Kolumbijskie prostytutki
W kwietniu 2012 roku ośmiu agentów Secret Service robiło w Kolumbii rekonesans przed planowaną wizytą Baracka Obamy. Nie zajmowali się jednak wyłącznie swoimi zadaniami i zabezpieczaniem terenu. Okazało się, że ochrona prezydenta szukała także uciech w towarzystwie prostytutek. Sprawa być może nigdy nie wyszłaby na jaw, gdyby dwóch agentów, którzy sprowadzili do pokoju prostytutkę, opłacili ją zgodnie z cennikiem. Kobieta niezadowolona z tego, jak potraktowali ją Amerykanie, ujawniła wszystko mediom - poszło o równowartość 50 dolarów. Jej sprawa okazała się tylko wierzchołkiem góry lodowej.
W efekcie afery ze służby usunięto czterech agentów, a kolejnych sześciu odeszło dobrowolnie. Okazało się, że mężczyźni byli zamieszani w kontakty z co najmniej 21 prostytutkami. Śledztwo wykazało, że agenci szukali podobnych uciech także w Salwadorze.
Skandal dotyczył nie tylko Secret Service. Śledczy wykazali, że dwóch funkcjonariuszy Agencji ds. Walki z Narkotykami (DEA) "nagrało" prezydenckiej ochronie jedno ze spotkań z panią do towarzystwa.

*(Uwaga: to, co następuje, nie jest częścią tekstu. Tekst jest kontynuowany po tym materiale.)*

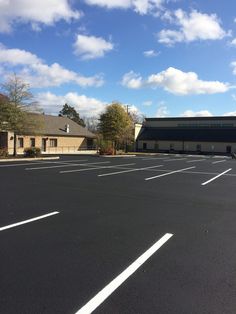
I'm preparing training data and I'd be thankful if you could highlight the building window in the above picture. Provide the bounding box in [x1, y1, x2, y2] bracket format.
[196, 144, 201, 152]
[49, 139, 57, 147]
[143, 142, 147, 150]
[18, 137, 24, 148]
[226, 146, 231, 154]
[30, 138, 35, 147]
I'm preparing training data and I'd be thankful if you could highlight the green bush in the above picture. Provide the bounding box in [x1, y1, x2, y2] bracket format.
[0, 148, 8, 158]
[24, 147, 41, 158]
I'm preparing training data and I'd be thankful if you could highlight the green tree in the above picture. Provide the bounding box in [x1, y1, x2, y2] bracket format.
[59, 103, 85, 127]
[98, 102, 133, 151]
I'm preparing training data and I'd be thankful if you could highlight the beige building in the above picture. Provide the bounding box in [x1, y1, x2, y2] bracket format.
[0, 114, 96, 155]
[135, 117, 236, 155]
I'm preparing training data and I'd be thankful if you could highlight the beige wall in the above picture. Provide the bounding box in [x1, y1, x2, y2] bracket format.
[15, 135, 88, 155]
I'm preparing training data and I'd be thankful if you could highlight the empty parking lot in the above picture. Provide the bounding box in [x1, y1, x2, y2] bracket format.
[0, 154, 236, 313]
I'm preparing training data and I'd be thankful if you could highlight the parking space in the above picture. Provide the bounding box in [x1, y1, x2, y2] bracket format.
[1, 154, 236, 313]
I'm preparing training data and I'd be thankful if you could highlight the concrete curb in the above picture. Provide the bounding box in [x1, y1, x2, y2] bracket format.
[0, 156, 60, 162]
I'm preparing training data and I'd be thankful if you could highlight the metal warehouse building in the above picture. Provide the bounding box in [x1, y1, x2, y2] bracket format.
[135, 116, 236, 155]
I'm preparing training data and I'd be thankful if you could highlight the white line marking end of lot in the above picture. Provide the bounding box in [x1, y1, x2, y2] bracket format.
[0, 211, 59, 231]
[201, 168, 232, 186]
[75, 233, 173, 314]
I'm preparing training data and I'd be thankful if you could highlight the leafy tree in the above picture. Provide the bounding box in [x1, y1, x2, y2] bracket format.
[98, 102, 133, 151]
[59, 103, 85, 127]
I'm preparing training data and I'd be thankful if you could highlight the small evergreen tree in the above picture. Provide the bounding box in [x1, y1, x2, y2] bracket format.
[59, 103, 85, 127]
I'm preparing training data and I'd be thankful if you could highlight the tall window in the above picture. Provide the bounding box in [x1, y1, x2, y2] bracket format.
[30, 138, 35, 147]
[196, 144, 201, 152]
[49, 139, 57, 147]
[18, 137, 24, 148]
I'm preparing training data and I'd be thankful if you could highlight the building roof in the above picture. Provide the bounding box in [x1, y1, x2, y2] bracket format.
[30, 114, 96, 138]
[145, 116, 236, 122]
[137, 127, 236, 143]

Amerykańscy komentatorzy wskazują, że powołanie Julii Pierson, pierwszej kobiety na stanowisku szefa Secret Service było pokłosiem głośnej afery z prostytutkami, która w ostatnich latach zdecydowanie najmocniej podkopała reputację i nadszarpnęła wizerunek ochrony prezydenta USA.
Na zdjęciu: Dania Londono, prostytutka, która rozpoczęła aferę.